Everyone building RAG at scale knows the latency problem. You retrieve 10 passages at 512 tokens each. That's 5,000 tokens of context before you even start generating. The LLM processes all of it, paying full attention cost across every retrieved token, to produce an answer that probably only needed 200 tokens of relevant context to generate.

This is not a subtle inefficiency. It's a massive structural waste that the RAG community has largely accepted as unavoidable.

REFRAG, published September 2025 by Xiaoqiang Lin, Aritra Ghosh, and colleagues from NUS and other institutions, does not accept it as unavoidable. Their approach — compression, sensing, and expansion at the decoding level — achieves approximately 30x acceleration on time-to-first-token without accuracy loss. That's not an incremental improvement. That's a qualitative change in what's feasible for RAG deployment.
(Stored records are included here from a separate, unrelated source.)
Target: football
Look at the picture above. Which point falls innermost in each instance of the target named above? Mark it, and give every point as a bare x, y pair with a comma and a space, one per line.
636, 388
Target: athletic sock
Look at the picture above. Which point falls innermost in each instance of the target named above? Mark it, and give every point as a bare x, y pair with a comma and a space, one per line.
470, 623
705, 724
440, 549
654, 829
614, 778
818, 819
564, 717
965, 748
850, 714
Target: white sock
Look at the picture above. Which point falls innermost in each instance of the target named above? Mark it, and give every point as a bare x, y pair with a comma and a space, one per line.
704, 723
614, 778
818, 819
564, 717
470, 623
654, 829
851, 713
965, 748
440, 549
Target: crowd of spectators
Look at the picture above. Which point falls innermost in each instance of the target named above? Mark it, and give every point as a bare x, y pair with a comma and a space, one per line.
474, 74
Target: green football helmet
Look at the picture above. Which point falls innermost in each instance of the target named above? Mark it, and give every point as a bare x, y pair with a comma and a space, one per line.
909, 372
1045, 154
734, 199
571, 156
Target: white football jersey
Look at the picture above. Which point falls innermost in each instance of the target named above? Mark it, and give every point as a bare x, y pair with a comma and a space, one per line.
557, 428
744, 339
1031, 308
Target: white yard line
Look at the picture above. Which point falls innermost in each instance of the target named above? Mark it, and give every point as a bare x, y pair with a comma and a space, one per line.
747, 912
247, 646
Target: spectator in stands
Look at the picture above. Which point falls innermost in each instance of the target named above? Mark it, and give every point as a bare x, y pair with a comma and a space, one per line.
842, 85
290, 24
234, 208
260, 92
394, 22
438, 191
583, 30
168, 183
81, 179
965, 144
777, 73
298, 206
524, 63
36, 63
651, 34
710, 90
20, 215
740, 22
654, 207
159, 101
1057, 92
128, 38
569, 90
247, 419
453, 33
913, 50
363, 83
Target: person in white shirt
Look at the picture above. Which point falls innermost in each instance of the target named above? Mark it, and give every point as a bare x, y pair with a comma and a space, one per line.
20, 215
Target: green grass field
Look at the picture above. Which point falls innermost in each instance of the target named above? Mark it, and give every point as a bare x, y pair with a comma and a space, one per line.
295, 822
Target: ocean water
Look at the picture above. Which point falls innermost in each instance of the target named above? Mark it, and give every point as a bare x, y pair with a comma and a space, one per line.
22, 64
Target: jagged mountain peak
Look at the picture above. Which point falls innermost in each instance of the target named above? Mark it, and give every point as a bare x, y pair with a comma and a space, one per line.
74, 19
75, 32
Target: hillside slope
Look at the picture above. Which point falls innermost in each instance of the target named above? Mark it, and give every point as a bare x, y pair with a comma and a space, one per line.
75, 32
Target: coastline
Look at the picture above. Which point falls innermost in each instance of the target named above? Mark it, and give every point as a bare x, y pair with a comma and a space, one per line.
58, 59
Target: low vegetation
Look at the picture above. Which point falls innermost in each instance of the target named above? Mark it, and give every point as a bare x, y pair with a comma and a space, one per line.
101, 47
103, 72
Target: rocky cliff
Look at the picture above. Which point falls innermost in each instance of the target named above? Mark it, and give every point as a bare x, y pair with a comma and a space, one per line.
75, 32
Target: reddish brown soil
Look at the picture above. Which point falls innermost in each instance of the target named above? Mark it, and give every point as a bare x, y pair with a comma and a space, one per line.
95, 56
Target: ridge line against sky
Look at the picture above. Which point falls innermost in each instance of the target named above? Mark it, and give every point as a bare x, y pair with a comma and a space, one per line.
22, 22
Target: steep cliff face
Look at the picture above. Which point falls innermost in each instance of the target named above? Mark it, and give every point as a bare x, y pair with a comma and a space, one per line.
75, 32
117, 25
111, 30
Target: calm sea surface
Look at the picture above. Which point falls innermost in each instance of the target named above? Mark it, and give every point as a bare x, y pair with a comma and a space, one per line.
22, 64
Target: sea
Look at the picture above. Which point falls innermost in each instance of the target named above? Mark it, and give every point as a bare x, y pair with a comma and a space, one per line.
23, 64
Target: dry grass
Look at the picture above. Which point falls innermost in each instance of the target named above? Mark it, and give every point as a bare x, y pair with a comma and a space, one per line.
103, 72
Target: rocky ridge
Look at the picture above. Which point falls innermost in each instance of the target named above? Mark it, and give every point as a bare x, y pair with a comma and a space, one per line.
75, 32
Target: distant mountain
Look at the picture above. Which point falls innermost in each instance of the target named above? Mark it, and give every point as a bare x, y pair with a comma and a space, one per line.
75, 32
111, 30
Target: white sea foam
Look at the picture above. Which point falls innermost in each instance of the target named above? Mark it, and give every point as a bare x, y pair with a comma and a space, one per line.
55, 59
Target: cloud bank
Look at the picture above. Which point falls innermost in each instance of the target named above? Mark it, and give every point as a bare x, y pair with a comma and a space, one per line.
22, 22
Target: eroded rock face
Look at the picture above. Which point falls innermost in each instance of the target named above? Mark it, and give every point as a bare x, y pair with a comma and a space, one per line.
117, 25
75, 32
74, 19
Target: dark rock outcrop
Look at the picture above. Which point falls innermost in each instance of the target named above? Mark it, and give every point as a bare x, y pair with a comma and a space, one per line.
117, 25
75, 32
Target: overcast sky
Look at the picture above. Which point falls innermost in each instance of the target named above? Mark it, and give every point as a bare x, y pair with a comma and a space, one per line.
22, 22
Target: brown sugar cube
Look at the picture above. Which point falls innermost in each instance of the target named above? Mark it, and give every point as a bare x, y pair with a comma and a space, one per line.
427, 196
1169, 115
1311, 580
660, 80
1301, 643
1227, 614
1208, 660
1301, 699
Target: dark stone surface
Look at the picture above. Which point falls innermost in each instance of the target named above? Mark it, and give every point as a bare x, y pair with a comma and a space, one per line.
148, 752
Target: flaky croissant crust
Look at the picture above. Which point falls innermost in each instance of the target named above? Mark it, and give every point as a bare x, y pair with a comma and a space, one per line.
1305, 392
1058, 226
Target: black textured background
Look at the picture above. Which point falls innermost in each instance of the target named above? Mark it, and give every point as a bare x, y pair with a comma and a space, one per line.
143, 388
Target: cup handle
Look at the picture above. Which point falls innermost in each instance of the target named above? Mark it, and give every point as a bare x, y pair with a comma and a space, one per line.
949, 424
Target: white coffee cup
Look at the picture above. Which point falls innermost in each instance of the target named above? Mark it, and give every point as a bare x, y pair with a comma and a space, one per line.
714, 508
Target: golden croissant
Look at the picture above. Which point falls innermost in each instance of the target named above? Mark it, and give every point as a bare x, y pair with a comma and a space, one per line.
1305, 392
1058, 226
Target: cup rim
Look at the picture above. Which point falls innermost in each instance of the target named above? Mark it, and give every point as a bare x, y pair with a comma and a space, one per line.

The Root Cause: Sparse Attention Over Dense Context

Refrag Rag Decoding - Architecture Diagram

The paper starts with a clean observation: in RAG, the model's attention patterns are sparse. Most retrieved tokens receive negligible attention because most retrieved content is tangentially related, not directly relevant, to the specific generation step.

This is obvious if you think about it. When a model generates a specific sentence in a RAG answer, it attends heavily to the query, to a small subset of relevant retrieved passages, and to what it's already generated. The other 80-90% of the retrieved context — the passages that happened to be topically similar but don't bear on this particular generation step — receive almost zero attention.

But the model doesn't know this in advance. It has to process all the retrieved tokens and compute attention over all of them before it can determine which ones are relevant. Full attention over the entire context is the price you pay for not knowing which parts of the context matter.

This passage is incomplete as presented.